You know, for the longest time, I didn’t really get urban landscapes. Seemed like everyone was just taking photos of the same tall buildings or super busy streets. Or they’d try to make everything look super dramatic and, honestly, a bit fake. I guess I just found cities… well, a bit much. Just a lot of noise and concrete, and I couldn’t really find my way into photographing them in a way that felt real to me.

So, I kind of avoided it. If I had my camera, I was looking for trees, mountains, you know, the quiet stuff. But then, life has a funny way of pushing you, right? I got this gig, a small local project, that kinda forced me to look at my own city differently. Wasn’t even a photo gig, more like gathering impressions for a community thing. And I thought, “Oh boy, this is gonna be a drag.”
But I had to do it. So, I just started walking. No big plan. Left my fancy camera at home most days, just used my phone, or sometimes just my eyes. My main goal became trying to actually see the place, not just glance at it. It sounds simple, I know, but it was a shift for me.
My “practice,” if you can call it that, was pretty straightforward.
- First, I’d just wander. Seriously, pick a direction and go. Getting a little lost was often the best part. That’s when you stumble on things you’d never find otherwise.
- Then, I started to pay attention to the small stuff. Like, the texture of an old brick wall, the way light came through a grubby window, weird reflections in puddles. Stuff I’d normally walk right past.
- I’d also watch people. Not in a creepy way! Just how they moved through the city, how they used the spaces. The old folks on benches, the couriers rushing, kids playing in a tiny patch of green.
I began to take notes, believe it or not. Sometimes just a few words on my phone, or a quick voice recording. “Cracked pavement, weeds growing through, looks kinda beautiful.” Or “Sound of distant traffic mixed with kids laughing.” That became my ‘record,’ my way of capturing the feel of a place beyond just a quick snapshot.
The photos I took were often secondary, especially at the start. They were more like visual notes. I wasn’t trying to get the perfect shot. I was trying to get the feeling. I remember this one afternoon, I was down by some old industrial area. It wasn’t pretty in the classic sense. Lots of rust, broken windows. But the way the late afternoon sun hit this one peeling blue door… man, it was something else. I must have spent a good half hour there, just looking, taking a few simple shots. Nobody else was around.

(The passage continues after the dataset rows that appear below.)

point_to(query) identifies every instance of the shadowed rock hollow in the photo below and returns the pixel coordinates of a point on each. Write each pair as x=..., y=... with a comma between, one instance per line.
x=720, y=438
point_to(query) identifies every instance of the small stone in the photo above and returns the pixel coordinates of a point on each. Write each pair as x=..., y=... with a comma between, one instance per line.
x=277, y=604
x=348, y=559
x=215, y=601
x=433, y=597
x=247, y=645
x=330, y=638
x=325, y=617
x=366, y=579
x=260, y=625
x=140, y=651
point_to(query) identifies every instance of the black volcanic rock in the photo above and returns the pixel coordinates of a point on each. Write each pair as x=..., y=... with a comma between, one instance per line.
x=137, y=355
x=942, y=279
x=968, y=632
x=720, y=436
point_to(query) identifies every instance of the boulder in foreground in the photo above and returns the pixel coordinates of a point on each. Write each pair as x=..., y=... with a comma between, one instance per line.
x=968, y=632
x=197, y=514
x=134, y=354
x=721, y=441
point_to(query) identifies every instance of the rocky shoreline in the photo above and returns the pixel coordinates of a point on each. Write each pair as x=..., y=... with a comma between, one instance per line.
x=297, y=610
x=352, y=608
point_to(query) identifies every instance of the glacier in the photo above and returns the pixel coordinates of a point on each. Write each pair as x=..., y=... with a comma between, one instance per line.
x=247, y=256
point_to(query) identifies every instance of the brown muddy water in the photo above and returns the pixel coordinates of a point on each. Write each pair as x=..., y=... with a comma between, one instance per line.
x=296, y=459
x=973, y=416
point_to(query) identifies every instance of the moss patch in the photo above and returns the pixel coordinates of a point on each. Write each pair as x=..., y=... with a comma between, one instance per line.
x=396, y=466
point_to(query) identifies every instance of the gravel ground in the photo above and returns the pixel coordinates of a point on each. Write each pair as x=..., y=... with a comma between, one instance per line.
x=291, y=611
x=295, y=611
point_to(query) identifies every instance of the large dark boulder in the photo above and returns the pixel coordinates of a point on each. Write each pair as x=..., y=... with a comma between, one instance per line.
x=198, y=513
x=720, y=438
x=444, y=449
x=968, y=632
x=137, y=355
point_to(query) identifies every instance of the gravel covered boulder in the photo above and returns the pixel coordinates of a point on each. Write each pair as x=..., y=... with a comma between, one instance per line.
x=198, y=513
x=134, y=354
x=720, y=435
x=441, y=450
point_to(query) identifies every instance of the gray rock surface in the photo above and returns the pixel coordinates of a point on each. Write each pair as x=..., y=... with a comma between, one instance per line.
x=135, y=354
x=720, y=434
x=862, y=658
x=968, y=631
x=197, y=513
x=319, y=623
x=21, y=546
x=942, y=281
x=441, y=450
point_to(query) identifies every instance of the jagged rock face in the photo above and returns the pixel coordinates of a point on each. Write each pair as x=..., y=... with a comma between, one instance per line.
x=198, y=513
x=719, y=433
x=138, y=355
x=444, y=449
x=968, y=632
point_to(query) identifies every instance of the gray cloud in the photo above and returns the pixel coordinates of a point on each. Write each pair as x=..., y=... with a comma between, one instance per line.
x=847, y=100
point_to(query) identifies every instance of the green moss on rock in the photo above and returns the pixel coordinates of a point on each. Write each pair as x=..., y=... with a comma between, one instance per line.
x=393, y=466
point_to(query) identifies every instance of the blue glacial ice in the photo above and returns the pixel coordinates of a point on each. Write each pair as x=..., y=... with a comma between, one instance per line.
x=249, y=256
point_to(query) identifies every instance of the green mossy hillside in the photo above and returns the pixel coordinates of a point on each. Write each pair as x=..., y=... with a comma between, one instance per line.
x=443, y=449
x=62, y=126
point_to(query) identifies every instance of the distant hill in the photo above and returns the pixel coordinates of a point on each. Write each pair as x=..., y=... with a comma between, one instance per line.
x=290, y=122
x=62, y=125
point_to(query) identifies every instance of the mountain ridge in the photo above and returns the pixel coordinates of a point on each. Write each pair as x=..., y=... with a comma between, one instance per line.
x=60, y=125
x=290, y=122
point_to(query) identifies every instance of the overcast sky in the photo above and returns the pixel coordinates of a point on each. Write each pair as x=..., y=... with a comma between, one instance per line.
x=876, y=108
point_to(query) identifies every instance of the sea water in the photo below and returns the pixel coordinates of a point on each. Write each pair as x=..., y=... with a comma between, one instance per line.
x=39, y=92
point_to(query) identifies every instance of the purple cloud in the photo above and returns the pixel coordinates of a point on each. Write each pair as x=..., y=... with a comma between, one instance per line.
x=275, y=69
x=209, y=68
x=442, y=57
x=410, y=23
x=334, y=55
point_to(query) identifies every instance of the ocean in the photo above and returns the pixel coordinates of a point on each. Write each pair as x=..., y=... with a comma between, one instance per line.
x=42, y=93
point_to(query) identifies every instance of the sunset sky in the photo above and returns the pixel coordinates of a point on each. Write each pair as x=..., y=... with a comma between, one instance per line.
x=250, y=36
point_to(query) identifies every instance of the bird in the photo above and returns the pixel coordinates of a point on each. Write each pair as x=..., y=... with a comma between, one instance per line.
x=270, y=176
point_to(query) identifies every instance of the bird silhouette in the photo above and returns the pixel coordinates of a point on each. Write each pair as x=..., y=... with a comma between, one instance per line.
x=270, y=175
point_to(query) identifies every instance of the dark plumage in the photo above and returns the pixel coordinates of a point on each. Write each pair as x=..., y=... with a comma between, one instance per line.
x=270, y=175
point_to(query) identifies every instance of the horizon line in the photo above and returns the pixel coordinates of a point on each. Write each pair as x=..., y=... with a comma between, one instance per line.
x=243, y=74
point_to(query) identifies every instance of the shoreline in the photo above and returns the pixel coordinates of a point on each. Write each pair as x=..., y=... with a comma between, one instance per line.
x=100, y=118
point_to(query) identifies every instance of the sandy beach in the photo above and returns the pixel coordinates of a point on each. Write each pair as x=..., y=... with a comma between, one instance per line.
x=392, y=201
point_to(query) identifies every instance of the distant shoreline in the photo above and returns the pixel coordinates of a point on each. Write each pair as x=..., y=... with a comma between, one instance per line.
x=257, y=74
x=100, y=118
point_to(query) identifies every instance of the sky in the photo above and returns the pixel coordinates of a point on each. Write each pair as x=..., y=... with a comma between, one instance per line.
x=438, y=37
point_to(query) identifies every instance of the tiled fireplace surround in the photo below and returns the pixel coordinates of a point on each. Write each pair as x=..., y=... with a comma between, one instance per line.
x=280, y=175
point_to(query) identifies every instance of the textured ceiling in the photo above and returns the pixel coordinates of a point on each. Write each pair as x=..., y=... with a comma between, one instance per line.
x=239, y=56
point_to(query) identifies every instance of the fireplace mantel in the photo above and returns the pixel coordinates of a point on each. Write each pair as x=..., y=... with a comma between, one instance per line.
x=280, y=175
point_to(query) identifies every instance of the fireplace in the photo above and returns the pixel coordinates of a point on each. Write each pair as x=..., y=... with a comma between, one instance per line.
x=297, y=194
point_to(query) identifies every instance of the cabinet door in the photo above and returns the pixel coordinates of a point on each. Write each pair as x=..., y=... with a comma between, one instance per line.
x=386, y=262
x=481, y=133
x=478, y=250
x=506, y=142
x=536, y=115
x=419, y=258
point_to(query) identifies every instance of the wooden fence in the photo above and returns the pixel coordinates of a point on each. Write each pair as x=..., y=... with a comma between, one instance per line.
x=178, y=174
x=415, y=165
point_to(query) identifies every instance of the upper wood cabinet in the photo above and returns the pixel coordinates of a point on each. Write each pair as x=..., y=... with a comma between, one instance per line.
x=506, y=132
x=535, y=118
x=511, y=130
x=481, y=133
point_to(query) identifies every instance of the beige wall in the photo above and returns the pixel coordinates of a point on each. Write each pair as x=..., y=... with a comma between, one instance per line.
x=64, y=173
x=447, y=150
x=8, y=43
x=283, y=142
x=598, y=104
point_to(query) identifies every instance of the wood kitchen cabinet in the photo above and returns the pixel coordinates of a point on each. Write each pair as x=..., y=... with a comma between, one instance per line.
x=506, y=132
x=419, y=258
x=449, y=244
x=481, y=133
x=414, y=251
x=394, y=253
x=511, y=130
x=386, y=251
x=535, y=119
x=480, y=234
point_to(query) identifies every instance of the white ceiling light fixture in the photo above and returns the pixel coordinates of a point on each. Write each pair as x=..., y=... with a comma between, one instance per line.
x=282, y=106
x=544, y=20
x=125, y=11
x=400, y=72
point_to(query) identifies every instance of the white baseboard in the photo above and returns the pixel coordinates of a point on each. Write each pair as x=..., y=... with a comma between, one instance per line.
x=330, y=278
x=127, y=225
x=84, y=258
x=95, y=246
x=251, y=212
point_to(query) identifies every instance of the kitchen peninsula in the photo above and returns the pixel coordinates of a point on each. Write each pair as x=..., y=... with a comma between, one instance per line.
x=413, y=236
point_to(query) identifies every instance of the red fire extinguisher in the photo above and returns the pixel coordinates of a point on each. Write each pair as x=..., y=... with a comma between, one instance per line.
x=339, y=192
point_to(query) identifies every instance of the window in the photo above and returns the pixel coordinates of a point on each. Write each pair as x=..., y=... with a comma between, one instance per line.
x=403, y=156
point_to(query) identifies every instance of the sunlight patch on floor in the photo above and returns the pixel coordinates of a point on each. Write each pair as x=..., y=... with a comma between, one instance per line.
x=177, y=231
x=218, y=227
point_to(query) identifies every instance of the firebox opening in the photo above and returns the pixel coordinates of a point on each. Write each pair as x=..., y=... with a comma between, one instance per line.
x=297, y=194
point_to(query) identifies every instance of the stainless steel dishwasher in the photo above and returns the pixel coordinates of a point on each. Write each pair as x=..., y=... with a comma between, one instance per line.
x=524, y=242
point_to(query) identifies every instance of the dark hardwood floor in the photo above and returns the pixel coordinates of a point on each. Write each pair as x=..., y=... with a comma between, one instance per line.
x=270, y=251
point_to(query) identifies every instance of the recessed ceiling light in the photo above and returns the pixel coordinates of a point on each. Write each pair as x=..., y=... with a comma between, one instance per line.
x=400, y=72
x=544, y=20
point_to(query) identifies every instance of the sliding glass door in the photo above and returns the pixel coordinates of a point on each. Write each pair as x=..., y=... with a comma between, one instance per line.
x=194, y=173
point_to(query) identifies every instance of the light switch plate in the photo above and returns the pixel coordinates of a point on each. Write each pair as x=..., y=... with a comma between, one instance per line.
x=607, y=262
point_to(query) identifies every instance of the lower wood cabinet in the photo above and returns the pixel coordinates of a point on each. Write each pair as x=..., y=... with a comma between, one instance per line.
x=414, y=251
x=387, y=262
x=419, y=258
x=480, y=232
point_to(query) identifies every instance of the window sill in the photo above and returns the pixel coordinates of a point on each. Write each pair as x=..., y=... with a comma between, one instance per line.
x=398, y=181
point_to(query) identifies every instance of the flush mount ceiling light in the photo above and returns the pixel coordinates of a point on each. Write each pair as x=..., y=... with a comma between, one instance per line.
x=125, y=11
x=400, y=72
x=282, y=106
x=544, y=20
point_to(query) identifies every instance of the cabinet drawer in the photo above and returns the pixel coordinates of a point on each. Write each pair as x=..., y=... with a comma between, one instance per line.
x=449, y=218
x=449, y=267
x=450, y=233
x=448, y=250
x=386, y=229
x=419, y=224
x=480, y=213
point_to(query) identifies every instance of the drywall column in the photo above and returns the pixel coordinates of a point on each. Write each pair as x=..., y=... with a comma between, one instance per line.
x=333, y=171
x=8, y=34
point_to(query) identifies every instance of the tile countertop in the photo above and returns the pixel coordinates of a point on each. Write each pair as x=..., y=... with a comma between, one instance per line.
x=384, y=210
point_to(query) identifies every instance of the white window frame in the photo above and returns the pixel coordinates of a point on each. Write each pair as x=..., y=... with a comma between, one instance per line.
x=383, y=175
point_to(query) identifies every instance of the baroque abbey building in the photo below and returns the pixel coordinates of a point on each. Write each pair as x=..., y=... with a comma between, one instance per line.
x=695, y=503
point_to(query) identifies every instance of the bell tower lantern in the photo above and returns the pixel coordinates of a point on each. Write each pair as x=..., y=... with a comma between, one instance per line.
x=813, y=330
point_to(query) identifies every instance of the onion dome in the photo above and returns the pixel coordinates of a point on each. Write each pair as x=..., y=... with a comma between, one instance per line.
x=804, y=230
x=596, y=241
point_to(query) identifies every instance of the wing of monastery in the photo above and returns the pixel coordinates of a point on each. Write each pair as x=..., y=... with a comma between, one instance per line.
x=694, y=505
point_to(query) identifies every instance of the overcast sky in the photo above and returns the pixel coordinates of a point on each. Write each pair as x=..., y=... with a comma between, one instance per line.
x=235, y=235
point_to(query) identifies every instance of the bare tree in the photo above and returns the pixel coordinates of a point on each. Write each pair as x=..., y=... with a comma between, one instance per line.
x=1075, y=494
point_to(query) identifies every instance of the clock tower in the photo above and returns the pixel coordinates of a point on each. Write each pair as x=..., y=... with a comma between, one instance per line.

And that’s sort of how I got into urban landscapes. It wasn’t about finding the grand, sweeping views. It became about finding these little stories, these quiet moments hidden in the middle of all the chaos. It’s about the grit, the life, the unexpected bits of beauty you find when you slow down and actually look. I stopped worrying about making it look like a postcard and just started to document what felt interesting to me. It’s still a work in progress, always is, but it’s a lot more rewarding now than just trying to get another shot of a skyscraper.